Het pontificaat van Dirk van Ahr, dat voor het grootste deel in de 13e eeuw viel, werd gekenmerkt door veel geweld en grote spanningen. Al bij zijn aantreden was er veel onrust in het Oversticht. Fr was zelfs een begin van opstand tegen de bisschop. Dirk moest in allerijl een strijdmacht bestaande uit ministerialen* bij elkaar sprokkelen om enkele edelen rond Deventer 'tot andere gedachten te brengen'. Hierdoor lukte het de bisschop zijn opstandige onderdanen in het gareel te houden.

Na afloop van deze militaire actie liet de bisschop Dirk het krijgsvolk, zoals gebruikelijk, naar hartelust roven en plunderen. Men zag dit als een beloning. Het liefst had men gefortuneerde krijgsgevangenen die een fors losgeld opleverden. Dirk van Ahr heeft deze kunst van geld inzamelen effectief beoefend. Door allerlei soms laakbare transacties was de bisschoppelijke schatkist meestal bijzonder goed gevuld.

Graaf Dirk VII van Holland (1190-1203) had omstreeks 1195 Friesland aan zijn broer, de latere graaf Willem 1 (1203-1222), in achterleen gegeven. In Ooster- en Westergo werd Willem als landsheer geaccepteerd, maar in de omgeving van Stavoren niet. De bisschop en de kastelein van de bisschoppelijke sterkte Kuinre zagen het Hollandse gevaar aankomen en verijdelden dit. In zijn strijd met graaf Willem werd Kuinre tenslotte in 1197 ontmanteld, hetgeen de grootste schande was die men een kastelein kon aandoen. Het lukte de bisschop in 1197 op kasteel Ter Horst bij Rhenen graaf Willem gevangen te nemen. Willem ontsnapte, vluchtte naar Gelre en trouwde de dochter van de Gelderse graaf en nog wel uitgerekend in Stavoren.
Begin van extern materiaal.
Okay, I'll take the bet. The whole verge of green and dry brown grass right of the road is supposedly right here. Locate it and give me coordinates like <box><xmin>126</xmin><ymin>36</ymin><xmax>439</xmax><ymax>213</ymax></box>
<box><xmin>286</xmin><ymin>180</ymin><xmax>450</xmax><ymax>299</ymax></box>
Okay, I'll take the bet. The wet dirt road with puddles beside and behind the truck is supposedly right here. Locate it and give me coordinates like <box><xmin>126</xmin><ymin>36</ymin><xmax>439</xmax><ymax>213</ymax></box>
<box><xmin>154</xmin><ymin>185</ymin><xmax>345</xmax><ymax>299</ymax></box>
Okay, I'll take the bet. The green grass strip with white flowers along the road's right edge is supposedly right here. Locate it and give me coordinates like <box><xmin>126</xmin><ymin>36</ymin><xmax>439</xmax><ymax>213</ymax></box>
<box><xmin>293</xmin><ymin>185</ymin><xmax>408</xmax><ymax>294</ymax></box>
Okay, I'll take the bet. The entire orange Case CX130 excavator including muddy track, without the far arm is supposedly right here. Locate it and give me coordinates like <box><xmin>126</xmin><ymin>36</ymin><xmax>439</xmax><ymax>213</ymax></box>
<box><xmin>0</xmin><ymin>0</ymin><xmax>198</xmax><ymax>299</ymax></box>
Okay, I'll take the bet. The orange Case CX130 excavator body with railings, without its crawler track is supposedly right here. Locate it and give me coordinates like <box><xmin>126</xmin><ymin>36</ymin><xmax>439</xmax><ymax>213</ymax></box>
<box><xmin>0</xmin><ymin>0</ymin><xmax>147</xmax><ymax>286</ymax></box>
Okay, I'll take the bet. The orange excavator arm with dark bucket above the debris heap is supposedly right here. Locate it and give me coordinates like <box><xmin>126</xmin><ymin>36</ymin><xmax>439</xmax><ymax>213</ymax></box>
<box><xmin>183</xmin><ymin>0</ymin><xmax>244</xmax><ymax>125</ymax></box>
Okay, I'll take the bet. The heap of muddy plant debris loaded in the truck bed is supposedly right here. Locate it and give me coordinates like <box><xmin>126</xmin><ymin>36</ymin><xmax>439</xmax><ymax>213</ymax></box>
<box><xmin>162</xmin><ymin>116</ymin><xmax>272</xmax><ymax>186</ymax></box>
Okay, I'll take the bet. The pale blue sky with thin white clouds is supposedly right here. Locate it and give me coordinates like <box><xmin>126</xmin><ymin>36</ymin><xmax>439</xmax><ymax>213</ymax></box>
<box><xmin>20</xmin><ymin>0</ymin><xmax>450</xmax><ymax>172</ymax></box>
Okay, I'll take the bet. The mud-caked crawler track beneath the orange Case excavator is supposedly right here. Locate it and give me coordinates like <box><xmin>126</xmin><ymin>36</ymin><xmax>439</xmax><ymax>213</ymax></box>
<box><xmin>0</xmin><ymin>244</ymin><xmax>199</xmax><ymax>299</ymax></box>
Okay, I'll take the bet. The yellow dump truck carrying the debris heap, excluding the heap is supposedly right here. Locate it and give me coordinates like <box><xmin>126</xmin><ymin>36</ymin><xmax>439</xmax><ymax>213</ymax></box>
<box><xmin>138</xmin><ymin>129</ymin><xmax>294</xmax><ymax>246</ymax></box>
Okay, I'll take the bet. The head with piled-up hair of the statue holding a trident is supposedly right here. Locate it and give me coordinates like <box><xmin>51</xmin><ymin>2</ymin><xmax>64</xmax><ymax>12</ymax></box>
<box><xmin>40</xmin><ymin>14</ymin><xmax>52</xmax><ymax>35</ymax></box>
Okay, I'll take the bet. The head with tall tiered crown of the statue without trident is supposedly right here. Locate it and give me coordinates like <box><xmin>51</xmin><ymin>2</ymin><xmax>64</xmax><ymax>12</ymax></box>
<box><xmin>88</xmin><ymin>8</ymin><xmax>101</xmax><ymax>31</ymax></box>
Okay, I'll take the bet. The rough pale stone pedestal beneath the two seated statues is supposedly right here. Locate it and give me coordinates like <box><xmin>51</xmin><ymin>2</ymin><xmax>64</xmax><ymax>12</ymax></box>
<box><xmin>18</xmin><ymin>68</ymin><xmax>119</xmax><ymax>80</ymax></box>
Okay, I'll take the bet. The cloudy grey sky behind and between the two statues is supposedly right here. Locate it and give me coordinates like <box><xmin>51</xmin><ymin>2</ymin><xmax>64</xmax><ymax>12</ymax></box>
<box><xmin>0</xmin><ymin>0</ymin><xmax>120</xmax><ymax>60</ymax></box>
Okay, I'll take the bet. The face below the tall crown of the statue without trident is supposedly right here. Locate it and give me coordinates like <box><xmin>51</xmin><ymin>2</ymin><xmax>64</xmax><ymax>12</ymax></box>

De bisschop liet het er niet bij zitten en vertrok naar Friesland om zijn gezag te herstellen, maar werd daar door graaf Willem op zijn beurt gevangen genomen. Dirk van Ahr werd gevangen gezet in het Sint-Odulfsklooster in Stavoren. Kort daarop werd de bisschop door gewapende burgers van Stavoren bevrijd, omdat ze niet blij waren met het Hollandse bestuur.
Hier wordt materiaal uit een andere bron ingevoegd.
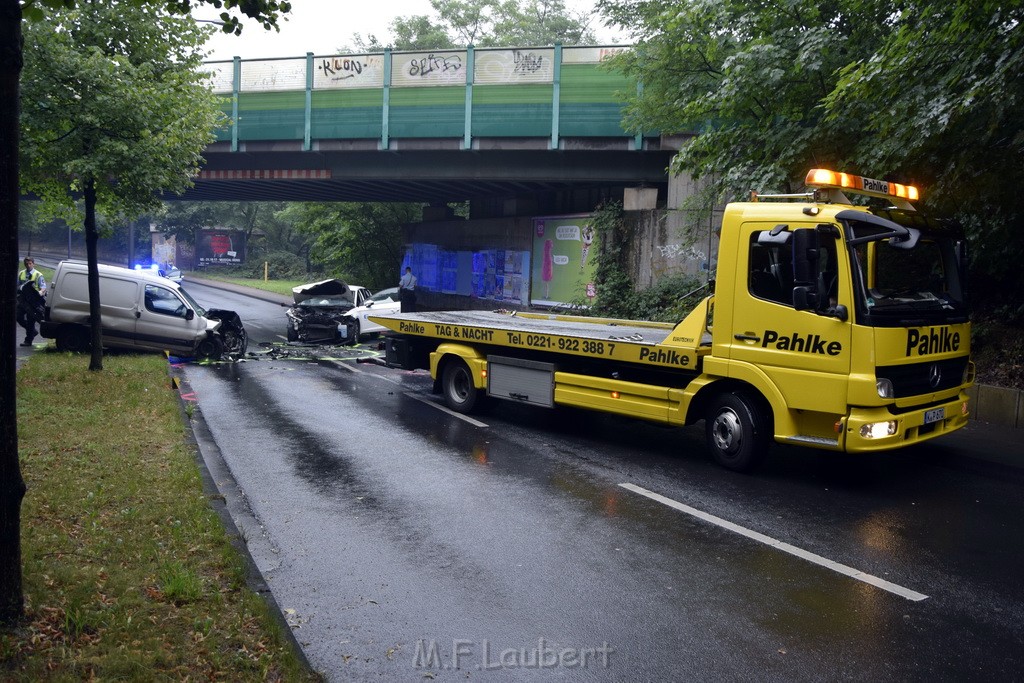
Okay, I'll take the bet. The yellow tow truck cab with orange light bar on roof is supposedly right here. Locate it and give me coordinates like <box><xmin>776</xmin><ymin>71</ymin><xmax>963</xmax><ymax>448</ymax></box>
<box><xmin>703</xmin><ymin>170</ymin><xmax>974</xmax><ymax>452</ymax></box>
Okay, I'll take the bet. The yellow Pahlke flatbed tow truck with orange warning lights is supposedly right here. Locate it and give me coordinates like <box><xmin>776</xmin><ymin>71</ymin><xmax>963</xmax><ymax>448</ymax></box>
<box><xmin>372</xmin><ymin>169</ymin><xmax>974</xmax><ymax>471</ymax></box>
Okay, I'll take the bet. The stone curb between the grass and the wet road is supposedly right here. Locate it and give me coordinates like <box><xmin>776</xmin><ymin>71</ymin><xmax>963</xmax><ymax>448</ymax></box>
<box><xmin>168</xmin><ymin>364</ymin><xmax>318</xmax><ymax>675</ymax></box>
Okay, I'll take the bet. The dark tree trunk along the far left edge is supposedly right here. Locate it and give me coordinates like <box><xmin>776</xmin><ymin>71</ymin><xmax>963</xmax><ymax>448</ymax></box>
<box><xmin>0</xmin><ymin>0</ymin><xmax>25</xmax><ymax>624</ymax></box>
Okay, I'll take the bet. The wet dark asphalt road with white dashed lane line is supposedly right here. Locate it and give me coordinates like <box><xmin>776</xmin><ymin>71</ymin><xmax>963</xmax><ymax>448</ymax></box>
<box><xmin>182</xmin><ymin>285</ymin><xmax>1024</xmax><ymax>681</ymax></box>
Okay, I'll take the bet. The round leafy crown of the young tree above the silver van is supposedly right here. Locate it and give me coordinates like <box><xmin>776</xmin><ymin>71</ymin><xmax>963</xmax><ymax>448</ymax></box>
<box><xmin>20</xmin><ymin>2</ymin><xmax>222</xmax><ymax>224</ymax></box>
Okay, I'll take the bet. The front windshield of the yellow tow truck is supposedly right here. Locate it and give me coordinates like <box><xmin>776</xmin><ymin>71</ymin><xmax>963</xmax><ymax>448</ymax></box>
<box><xmin>851</xmin><ymin>223</ymin><xmax>967</xmax><ymax>327</ymax></box>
Dirk van Ahr nam ieder middel te baat om zich te verrijken. Toen Gelre en Holland in 1202-1203 met elkaar in oorlog raakten tegen Brabant, kon de bisschop in Holland en Gelre naar hartelust roven en plunderen. Later werd de bisschop bij deze zogenaamde Loonse successieoorlog (1203-1205) betrokken, en dit legde hem geen windeieren.
Aan plundering, brandschatting en inning van losgelden heeft deze bisschop zoveel verdiend dat hij aan het eind van zijn leven een van de rijkste bisschoppen van de kerkprovincie Keulen was geworden. In de middeleeuwen stond dit gelijk aan bekwaamheid en macht. Bisschop Dirk verbleef regelmatig op kasteel Ter Horst. Opvallend is dat hij zijn geld niet in Utrecht, maar op Ter Horst bewaarde. Hij overleed in 1212 en werd in de Sint-Maartensdom begraven.